The band began the set with “Dirty Paws,” which epitomizes their indie pop vibe and naturalistic lyrics that echo of a Grimm Brothers’ story.

It may have been the venue’s terrible acoustics or the multitude of teenagers that made up the crowd, but it was glaringly obvious that Of Monsters and Men has a high school garage-band feel.

However, as the night progressed it was likewise clear that they have a solid sound accompanied by even stronger lyrics, which is responsible for taking this band from their neighborhood gigs and carried them to far off places such as Los Angeles.

“From Finner,” a song off their EP “Into the Woods,” had the audience and band harmonizing with the lines “we came here on his back and we caught your eye. The salty ocean wind made the seagulls cry.”

The song has a combination of keyboard and accordion that adds a polka beat, and gives it a folk undertone.

Also characteristic of a high school band is a lack of stage presence, which was the case for three of the members who seemed to avoid the spotlight by playing their instruments in a sleepy manner.

Yet again as the night grew darker the six band members only revved with more energy and enthusiasm.

The musicians handled their instruments with a panic-like urgency, which was dramatically offset by their gentle voices.

An audience member requested they play her favorite song “King and Lionheart,” a melodic tune that will be on their new album.

With the few lines “and in the sea that’s painted black, creatures lurk below the deck but you’re a king and I’m a lionheart,” a scene of Iceland was chillingly draped over the room.

As the band members became more comfortable on stage they had an individual quirkiness that set them apart as individuals but united them as a musical front.

Hilmarsson played the drums barefoot and often stood with head up and eyes closed, making it seem as if he was connecting with another world.

Meanwhile Þórhallson was the jokester of the night with remarks that kept the audience lively and engaged.

“I just bought this guitar a few days ago here in L.A.,” Þórhallson said. “We have a new guitar, a new bass and it all goes with your beautiful new faces.”

When talking about their North American tour, Þórhallson said that they were not used to the heat.

“We were in Austin the other day and I almost had a heart attack,” Þórhallson said. “(Kristjánsson) was dark red, like Rudolph. But he’s all better now cause of the miracle plant, aloe vera.”

While playing one of their new songs “Lakehouse,” each band member stood at attention, and pulled the room in with their harmonizing voices until they returned to their instruments with a dire intensity.

Once the band finally played “Little Talks” the applause reached a magnitude that shook the walls and even shocked the performers.

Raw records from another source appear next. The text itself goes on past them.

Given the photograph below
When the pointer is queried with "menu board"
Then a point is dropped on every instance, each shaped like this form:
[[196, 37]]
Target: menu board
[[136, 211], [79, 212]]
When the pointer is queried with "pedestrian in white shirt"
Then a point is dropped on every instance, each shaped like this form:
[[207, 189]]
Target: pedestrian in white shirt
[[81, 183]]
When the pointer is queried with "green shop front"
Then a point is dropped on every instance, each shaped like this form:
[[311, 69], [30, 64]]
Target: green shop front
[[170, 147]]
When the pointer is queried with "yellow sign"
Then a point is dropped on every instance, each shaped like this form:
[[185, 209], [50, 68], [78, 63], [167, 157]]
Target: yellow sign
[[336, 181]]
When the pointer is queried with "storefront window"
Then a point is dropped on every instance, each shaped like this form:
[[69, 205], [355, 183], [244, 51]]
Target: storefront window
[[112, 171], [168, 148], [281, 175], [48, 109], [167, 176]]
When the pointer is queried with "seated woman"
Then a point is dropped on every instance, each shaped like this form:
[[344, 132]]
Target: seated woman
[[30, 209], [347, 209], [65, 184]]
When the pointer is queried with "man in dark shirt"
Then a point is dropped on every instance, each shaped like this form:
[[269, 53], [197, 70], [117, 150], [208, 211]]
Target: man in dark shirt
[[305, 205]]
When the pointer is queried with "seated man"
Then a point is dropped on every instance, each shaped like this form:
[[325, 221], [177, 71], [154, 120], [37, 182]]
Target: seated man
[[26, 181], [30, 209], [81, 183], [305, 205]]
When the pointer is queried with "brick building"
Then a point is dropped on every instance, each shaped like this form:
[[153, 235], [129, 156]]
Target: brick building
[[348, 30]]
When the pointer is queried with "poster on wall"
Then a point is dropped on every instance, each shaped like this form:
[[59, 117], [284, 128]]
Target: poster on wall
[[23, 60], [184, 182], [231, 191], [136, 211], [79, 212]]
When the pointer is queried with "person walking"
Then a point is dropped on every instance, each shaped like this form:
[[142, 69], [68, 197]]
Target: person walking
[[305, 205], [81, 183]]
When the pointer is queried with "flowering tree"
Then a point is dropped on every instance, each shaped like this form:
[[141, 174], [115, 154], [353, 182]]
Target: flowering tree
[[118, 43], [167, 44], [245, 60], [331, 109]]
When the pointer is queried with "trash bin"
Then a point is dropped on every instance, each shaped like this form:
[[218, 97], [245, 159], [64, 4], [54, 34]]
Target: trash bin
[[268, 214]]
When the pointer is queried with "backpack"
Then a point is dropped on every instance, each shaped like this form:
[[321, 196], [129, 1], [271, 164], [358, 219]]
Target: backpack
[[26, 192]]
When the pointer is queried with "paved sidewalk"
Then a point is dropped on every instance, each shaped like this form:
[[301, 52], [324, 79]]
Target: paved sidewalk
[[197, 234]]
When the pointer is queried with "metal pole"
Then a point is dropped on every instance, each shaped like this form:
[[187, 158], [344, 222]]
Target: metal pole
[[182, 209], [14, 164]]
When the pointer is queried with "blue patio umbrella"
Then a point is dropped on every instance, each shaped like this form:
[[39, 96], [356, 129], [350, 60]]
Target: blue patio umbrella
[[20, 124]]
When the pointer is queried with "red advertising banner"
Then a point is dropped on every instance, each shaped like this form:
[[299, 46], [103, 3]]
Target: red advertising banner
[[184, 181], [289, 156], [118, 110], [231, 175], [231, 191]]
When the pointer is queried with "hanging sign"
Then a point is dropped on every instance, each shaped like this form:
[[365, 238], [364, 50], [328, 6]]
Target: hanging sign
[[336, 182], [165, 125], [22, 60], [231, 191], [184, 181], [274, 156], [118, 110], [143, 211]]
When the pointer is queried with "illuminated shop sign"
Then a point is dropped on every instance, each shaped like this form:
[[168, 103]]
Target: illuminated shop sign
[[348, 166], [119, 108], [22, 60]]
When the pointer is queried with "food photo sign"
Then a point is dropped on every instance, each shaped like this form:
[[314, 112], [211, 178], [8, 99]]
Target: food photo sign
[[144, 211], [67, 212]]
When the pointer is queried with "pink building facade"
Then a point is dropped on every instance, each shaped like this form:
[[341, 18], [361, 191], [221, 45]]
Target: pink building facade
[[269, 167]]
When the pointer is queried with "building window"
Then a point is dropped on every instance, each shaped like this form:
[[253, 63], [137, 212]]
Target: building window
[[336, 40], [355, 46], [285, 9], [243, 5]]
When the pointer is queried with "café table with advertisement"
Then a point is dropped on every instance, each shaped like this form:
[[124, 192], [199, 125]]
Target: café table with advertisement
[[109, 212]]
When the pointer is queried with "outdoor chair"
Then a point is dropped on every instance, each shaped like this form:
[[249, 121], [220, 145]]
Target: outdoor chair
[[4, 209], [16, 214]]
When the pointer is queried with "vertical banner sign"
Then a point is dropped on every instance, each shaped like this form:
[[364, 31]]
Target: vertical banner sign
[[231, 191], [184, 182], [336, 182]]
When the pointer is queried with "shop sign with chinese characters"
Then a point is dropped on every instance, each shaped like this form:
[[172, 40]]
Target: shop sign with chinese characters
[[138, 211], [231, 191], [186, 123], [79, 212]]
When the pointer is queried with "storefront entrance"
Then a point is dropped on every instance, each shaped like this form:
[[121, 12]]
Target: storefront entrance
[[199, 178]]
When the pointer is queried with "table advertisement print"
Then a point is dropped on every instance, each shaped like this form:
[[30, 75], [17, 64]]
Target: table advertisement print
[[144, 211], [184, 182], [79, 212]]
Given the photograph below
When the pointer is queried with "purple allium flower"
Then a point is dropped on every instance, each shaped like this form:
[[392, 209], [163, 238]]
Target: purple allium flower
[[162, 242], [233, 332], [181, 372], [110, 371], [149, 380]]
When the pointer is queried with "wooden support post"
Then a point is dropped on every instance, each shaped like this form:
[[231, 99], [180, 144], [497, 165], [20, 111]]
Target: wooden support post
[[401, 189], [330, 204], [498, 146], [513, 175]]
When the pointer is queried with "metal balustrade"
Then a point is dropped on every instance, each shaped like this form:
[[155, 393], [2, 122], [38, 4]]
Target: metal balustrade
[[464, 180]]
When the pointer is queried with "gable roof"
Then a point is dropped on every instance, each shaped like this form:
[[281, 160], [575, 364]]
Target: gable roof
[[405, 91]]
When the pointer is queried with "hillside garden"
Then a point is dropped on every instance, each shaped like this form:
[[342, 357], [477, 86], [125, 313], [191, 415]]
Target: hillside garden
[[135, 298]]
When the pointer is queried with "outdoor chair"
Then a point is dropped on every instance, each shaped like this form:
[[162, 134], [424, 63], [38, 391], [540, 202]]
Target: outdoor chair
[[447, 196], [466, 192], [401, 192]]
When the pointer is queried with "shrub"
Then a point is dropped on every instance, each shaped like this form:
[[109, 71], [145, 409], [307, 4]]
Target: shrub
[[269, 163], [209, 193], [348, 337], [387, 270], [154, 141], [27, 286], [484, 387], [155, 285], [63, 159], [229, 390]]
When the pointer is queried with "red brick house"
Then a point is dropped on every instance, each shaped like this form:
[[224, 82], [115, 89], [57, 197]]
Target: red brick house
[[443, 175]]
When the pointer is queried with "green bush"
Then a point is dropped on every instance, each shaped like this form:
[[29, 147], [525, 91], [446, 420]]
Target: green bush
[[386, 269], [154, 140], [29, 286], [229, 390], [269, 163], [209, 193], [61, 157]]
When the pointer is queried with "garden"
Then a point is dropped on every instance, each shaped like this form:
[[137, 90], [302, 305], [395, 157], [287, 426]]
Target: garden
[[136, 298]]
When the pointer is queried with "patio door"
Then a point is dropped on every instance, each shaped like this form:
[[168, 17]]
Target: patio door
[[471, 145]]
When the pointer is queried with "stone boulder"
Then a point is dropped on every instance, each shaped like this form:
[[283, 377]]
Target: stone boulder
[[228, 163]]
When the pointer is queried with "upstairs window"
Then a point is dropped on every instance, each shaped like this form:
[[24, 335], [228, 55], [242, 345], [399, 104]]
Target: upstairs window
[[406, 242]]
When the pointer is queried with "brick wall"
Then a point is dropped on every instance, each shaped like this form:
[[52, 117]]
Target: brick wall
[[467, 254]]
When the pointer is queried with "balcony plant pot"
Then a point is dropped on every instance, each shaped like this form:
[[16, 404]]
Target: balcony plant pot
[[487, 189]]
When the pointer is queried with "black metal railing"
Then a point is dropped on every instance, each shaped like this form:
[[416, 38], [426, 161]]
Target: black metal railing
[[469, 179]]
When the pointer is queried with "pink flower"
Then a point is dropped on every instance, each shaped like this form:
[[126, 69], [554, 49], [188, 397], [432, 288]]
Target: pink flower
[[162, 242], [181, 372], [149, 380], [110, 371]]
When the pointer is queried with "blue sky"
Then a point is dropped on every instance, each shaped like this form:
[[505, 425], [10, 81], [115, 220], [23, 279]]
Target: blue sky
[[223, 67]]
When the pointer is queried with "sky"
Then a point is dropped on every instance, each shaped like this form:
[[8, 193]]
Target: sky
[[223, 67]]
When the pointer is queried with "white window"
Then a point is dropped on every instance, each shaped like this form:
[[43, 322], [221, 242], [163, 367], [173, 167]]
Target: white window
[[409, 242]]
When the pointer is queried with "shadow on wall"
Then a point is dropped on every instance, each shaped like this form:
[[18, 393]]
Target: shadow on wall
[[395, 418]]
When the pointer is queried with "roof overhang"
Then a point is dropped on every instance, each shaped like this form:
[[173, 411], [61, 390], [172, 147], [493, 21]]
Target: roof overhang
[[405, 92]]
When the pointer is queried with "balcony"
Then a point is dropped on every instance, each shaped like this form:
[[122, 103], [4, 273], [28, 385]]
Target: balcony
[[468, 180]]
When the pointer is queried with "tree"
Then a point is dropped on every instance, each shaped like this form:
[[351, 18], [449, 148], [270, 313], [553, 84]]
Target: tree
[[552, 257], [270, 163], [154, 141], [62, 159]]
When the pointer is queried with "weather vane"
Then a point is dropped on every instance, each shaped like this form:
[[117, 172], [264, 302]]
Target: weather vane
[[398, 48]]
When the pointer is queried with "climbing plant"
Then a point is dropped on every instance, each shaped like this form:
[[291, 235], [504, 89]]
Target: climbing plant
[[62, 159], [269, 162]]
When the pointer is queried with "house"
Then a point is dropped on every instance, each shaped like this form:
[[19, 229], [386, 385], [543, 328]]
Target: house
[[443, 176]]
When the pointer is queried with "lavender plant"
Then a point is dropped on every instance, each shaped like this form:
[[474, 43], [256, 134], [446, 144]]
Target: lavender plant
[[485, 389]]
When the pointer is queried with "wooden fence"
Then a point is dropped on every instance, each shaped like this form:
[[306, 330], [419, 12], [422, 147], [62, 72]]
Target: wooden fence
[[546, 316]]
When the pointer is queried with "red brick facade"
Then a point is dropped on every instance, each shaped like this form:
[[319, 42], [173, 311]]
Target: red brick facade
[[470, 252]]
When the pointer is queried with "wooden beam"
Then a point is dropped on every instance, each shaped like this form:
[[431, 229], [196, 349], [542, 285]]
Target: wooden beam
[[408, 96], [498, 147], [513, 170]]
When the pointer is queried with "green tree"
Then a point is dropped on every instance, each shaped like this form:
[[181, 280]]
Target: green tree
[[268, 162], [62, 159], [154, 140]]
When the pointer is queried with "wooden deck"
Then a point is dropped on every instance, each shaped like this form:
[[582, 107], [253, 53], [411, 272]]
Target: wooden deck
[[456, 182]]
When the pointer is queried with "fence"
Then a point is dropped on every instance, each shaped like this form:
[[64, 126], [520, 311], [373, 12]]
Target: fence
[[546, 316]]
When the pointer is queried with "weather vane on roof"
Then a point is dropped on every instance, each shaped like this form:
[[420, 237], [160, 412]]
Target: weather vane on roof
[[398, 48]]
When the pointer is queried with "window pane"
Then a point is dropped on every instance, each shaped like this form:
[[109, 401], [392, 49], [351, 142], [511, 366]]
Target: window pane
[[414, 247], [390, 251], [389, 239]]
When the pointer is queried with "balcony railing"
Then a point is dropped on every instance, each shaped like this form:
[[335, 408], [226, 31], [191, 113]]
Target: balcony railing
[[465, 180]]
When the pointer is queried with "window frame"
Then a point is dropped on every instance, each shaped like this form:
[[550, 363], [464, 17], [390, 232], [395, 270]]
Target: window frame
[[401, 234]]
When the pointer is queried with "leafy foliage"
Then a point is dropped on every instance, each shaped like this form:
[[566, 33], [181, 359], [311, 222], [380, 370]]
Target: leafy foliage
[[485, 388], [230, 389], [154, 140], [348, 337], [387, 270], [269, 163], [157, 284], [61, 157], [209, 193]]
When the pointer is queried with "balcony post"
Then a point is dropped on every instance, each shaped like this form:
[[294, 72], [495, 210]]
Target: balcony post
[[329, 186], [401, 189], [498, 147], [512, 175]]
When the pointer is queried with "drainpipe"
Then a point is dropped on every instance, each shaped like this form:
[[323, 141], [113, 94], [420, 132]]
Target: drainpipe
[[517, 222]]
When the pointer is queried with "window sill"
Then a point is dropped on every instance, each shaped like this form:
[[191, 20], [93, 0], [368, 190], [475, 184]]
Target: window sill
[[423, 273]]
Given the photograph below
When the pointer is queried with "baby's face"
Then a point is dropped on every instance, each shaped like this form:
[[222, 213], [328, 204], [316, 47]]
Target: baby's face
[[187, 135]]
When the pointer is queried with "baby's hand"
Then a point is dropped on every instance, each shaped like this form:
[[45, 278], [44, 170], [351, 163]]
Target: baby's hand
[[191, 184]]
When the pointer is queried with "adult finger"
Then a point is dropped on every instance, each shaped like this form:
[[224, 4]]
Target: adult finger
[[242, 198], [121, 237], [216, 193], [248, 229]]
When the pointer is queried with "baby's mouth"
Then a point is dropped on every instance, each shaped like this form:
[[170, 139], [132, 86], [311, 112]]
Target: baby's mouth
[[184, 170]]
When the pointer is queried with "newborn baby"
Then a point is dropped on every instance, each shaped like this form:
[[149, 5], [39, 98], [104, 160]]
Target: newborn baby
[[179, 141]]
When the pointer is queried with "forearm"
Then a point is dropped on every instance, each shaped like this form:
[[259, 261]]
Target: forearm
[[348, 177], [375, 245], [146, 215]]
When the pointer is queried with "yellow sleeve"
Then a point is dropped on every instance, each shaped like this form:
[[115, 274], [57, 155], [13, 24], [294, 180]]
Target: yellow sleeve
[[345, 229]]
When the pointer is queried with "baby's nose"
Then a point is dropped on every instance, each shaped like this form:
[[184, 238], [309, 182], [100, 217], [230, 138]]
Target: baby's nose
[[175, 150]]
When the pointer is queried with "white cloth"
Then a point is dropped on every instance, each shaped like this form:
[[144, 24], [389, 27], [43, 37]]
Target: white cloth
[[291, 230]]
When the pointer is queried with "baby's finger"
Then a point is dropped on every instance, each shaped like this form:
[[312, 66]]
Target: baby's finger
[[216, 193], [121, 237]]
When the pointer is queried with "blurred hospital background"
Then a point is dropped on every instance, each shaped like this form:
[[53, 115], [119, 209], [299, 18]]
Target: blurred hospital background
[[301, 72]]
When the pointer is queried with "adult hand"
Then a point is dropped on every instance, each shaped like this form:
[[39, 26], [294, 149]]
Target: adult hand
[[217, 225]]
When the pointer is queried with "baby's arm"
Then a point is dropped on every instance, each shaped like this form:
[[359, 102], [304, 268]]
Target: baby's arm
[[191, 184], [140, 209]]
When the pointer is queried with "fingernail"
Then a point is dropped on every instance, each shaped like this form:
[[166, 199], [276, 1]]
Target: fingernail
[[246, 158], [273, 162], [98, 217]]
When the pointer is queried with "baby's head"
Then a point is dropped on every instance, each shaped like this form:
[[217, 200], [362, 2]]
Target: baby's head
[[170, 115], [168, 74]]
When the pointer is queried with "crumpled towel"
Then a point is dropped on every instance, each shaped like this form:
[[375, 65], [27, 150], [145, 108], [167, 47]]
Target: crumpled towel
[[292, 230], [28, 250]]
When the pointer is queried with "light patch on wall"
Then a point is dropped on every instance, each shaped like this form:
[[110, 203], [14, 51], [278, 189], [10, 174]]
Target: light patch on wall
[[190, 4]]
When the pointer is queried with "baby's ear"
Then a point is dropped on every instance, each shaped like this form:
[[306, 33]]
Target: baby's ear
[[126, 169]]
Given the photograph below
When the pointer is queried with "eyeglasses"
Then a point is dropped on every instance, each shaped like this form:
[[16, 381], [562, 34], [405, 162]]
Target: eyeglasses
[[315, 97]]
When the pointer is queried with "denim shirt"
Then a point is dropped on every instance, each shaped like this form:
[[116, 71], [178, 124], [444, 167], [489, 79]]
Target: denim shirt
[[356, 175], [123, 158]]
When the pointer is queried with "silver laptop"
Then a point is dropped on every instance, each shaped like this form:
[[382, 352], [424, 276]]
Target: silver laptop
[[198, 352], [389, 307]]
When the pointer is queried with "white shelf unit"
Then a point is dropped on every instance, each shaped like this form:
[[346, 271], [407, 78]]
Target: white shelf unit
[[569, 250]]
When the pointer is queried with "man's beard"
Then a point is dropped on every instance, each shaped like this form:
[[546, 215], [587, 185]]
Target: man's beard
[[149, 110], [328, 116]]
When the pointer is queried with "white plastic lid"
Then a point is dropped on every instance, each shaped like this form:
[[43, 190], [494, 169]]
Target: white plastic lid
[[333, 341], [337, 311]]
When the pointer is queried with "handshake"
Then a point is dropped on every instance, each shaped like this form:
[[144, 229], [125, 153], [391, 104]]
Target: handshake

The set list showed the song as the last to be played; however, the crowd was left too inspired and demanded an encore.

The band returned to do a cover of the Cure song “Close to Me” then finished the night with the last song off their album, “Yellow Light.”

“This is our last song because we don’t have any more,” Hilmarsdóttir said.

“I found them five months ago when I was online,” audience member Bobby Schneider said. “Their voices have life and their songs are catchy.”

Their first album “My Head is an Animal” will be released on April 3.